So, for distances in space we use a different measurement: the time taken for a light beam to travel. When travelling through space, light moves at a set speed of nearly 300,000 kilometres per second. Nothing in the known universe travels faster than the speed of light.
If you somehow managed to cheat the laws of physics and travel as fast as a ray of light, it would still take 160 000 years to reach the object in this photograph! And this cloud is inside one of the Milky Way’s closest neighbours, a nearby galaxy called the Large Magellanic Cloud. This new image explores colourful clouds of gas and dust called NGC 2035 (seen on the right), sometimes nicknamed the Dragon’s Head Nebula.

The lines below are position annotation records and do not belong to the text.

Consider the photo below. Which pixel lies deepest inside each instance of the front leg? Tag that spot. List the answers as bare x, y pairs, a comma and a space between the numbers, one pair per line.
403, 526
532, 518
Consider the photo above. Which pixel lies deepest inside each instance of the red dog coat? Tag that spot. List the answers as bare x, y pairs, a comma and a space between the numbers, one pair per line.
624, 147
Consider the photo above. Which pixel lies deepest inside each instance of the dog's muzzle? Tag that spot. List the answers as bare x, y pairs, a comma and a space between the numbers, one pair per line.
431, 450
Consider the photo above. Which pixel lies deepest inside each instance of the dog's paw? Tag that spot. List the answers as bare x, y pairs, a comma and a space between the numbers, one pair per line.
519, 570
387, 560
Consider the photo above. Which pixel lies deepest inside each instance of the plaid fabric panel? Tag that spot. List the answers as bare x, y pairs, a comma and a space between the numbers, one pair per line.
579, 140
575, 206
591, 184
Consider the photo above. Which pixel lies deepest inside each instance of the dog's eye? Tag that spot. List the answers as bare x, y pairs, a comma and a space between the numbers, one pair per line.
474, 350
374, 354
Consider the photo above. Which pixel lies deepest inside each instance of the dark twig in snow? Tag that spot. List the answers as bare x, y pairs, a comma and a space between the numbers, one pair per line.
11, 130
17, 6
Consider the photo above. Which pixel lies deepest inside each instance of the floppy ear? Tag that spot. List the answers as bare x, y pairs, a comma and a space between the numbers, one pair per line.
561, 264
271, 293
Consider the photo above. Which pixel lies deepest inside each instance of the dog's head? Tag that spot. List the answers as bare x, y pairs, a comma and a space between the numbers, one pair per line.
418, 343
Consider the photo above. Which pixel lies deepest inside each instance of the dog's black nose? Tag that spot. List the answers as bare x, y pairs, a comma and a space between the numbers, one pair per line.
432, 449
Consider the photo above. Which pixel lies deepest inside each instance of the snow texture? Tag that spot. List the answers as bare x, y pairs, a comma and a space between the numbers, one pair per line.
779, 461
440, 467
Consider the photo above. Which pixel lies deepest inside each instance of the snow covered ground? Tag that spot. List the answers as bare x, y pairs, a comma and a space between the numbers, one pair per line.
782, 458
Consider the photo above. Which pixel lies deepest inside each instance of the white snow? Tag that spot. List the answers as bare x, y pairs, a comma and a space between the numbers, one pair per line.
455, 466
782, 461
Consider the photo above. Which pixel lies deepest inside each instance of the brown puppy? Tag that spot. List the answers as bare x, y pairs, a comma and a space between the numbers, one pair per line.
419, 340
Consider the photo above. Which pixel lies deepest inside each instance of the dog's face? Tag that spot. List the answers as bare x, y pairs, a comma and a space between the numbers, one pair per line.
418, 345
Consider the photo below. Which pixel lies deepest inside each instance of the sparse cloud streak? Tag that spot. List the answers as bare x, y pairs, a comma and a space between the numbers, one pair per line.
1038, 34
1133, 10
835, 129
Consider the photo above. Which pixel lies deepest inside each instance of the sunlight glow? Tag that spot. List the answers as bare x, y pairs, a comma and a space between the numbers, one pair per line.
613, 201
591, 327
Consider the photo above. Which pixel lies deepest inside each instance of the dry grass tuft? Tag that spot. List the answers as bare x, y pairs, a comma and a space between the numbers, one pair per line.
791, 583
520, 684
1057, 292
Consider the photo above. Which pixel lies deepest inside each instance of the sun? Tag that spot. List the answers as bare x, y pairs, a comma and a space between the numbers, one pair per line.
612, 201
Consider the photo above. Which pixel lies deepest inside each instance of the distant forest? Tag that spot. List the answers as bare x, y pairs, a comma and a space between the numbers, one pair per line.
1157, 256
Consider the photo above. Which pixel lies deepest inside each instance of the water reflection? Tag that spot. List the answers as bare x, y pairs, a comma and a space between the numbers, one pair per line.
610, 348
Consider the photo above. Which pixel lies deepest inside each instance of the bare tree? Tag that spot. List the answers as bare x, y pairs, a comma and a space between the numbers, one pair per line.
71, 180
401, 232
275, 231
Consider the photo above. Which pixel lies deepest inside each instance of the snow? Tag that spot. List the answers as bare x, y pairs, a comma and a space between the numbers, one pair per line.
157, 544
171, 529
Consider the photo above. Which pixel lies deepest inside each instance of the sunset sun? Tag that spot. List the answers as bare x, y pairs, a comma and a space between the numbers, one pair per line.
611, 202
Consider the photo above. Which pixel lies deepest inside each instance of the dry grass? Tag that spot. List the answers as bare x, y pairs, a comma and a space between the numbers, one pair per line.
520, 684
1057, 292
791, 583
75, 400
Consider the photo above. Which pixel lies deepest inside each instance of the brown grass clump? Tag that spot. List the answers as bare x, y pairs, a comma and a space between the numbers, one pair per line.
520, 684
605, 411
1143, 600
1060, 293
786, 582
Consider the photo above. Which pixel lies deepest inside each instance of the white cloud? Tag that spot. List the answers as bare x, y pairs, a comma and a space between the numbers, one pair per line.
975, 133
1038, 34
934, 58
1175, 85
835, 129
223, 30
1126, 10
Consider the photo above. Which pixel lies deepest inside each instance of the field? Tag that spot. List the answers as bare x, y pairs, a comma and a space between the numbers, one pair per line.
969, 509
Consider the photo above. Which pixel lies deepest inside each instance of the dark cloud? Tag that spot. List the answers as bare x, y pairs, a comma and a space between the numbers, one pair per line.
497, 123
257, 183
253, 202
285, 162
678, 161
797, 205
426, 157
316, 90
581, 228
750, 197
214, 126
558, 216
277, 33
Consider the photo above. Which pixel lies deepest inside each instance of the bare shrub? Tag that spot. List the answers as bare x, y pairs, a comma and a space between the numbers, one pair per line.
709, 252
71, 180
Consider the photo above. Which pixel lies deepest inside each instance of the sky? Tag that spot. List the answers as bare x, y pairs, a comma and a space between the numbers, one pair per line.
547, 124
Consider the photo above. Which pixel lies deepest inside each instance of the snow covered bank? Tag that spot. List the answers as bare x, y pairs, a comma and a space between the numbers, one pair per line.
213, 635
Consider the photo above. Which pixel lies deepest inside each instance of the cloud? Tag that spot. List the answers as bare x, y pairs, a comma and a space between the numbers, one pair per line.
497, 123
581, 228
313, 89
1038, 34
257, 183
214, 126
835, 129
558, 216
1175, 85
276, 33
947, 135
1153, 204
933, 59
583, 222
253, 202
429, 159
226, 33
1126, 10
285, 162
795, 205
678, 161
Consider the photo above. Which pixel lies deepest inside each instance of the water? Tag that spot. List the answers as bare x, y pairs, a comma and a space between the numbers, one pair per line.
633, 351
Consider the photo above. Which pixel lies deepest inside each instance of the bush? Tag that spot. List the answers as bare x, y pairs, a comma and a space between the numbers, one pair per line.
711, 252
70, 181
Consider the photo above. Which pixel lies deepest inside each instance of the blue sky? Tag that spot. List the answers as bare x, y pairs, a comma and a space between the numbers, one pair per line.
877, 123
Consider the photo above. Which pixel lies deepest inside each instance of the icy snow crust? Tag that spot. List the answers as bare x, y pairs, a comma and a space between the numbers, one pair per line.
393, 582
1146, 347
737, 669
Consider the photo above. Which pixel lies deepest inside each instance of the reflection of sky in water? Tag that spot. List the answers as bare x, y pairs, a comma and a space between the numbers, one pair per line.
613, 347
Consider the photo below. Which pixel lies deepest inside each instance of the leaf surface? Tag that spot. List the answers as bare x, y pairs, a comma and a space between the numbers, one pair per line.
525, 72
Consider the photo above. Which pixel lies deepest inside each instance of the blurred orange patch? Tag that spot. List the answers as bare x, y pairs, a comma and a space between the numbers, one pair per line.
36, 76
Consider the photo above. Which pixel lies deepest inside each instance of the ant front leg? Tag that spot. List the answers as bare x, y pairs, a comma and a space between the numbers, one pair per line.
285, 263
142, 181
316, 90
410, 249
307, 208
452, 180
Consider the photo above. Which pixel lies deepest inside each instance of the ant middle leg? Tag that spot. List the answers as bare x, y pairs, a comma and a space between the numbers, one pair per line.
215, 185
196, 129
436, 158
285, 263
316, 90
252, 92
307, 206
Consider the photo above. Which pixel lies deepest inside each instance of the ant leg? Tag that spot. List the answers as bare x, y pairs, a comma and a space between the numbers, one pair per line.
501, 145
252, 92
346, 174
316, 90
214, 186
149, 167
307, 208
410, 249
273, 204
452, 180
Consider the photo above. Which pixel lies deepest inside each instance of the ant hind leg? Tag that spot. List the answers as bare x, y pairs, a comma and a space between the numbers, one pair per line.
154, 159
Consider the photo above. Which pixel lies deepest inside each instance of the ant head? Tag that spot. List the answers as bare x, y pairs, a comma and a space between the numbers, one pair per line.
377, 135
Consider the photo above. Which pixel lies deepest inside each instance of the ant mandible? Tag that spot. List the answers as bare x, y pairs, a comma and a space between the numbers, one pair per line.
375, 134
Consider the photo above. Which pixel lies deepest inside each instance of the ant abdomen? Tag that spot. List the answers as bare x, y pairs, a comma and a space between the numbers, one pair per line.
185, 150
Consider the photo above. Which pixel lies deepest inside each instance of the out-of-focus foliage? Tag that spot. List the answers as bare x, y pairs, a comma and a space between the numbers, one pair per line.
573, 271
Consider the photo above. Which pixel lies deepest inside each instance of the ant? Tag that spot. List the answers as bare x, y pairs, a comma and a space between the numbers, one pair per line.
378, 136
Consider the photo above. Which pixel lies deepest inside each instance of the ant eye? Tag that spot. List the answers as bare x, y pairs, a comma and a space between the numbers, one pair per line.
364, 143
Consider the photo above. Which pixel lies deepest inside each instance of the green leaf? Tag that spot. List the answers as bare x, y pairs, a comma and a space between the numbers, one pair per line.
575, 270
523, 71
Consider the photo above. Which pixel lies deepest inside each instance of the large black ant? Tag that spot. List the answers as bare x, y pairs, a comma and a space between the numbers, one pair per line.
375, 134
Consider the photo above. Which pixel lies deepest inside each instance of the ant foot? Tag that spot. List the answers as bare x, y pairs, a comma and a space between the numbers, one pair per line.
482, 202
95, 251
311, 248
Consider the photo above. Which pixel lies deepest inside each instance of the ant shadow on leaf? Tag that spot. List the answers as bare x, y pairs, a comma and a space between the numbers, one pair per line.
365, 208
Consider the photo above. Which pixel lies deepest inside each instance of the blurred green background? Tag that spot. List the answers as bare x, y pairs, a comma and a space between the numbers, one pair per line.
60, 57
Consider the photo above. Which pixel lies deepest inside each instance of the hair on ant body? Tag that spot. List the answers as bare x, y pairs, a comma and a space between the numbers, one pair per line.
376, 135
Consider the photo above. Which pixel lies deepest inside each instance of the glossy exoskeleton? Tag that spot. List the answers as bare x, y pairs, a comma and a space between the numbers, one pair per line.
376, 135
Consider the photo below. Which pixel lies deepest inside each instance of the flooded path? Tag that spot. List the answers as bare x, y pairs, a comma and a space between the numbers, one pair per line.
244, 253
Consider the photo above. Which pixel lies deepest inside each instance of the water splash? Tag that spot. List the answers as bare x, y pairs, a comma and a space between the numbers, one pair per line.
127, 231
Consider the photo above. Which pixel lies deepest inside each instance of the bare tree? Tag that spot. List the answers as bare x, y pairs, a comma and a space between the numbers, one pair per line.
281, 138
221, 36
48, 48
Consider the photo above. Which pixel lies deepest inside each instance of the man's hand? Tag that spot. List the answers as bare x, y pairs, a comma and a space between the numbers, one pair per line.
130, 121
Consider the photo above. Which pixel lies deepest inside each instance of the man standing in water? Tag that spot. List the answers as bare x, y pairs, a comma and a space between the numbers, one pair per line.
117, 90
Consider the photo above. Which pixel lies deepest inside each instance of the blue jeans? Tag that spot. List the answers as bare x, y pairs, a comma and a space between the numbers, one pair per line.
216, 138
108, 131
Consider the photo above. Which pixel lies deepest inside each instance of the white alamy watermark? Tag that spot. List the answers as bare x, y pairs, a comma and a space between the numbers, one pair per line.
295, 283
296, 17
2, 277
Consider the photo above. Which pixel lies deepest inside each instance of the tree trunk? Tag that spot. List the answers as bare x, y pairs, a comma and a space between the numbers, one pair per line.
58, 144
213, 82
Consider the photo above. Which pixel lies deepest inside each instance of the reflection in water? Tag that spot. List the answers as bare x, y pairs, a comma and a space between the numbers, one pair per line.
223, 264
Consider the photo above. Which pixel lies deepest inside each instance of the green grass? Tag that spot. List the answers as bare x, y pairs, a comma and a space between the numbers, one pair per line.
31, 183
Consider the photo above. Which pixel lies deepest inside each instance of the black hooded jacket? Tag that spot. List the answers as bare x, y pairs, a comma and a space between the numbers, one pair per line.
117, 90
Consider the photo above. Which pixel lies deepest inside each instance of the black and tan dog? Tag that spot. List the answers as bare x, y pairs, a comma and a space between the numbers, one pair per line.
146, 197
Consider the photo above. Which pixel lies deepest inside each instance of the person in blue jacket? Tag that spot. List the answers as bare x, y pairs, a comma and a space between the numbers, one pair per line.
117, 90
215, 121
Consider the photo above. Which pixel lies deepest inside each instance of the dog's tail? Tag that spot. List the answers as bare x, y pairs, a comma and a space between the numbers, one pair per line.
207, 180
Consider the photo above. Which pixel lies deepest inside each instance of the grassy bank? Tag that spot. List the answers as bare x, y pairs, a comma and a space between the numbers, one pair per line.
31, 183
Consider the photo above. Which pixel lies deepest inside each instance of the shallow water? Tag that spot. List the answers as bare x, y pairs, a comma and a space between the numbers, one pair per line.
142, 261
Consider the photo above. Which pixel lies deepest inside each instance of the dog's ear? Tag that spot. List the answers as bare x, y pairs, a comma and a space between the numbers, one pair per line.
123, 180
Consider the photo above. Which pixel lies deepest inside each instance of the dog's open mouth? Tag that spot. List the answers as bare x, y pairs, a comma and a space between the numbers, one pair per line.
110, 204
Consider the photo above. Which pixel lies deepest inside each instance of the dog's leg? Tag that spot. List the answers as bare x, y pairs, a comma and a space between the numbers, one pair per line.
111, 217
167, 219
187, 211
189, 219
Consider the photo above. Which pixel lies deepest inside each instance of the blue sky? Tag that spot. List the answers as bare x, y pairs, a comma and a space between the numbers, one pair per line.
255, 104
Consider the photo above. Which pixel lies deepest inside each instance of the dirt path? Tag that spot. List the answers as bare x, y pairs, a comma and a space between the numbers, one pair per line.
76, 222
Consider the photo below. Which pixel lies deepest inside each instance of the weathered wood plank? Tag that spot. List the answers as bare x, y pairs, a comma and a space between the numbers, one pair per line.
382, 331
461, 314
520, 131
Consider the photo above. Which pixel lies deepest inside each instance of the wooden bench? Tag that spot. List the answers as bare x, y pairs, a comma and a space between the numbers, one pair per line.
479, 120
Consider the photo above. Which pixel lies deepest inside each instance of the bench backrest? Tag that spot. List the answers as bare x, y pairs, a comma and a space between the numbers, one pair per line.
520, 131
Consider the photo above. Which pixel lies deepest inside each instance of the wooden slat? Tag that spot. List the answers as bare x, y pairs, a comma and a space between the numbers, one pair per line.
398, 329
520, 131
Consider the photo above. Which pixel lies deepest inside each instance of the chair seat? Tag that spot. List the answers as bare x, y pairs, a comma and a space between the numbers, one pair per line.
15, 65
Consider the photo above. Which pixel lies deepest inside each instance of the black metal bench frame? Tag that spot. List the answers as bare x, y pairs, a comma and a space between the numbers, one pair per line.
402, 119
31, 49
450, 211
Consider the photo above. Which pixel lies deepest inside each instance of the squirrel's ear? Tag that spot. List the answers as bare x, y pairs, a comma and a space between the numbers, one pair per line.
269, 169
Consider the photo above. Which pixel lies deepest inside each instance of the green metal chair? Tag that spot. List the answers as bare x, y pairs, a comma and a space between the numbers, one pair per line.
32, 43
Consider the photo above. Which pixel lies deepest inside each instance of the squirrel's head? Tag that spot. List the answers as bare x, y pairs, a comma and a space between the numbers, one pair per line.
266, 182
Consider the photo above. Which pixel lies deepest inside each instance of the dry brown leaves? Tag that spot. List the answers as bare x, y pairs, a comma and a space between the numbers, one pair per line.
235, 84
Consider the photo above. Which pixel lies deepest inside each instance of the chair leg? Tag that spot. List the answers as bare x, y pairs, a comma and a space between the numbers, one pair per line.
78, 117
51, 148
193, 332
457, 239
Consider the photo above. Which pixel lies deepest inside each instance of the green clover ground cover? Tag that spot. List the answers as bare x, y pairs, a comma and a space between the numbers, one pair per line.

The colourful clouds of gas and dust are filled with hot new-born stars which make these clouds glow. They're also regions where stars have ended their lives in terrific blazes of glory as supernova explosions.
Looking at this image, it may be difficult to grasp the sheer size of these clouds — we call the distance light can travel in a year a “light-year” and each one is several hundred light-years across! The Large Magellanic Cloud is enormous, but when compared to our own galaxy it seems very humble indeed, stretching just 14 000 light-years, which is about ten times smaller than the Milky Way!
Cool fact: If you look up into a starry night sky, the most distant object you can see with your naked eye is the Andromeda Galaxy, which is over two and a half million light-years away! Think how big it must be, to be so far away and still be bright enough for you to see it without a telescope!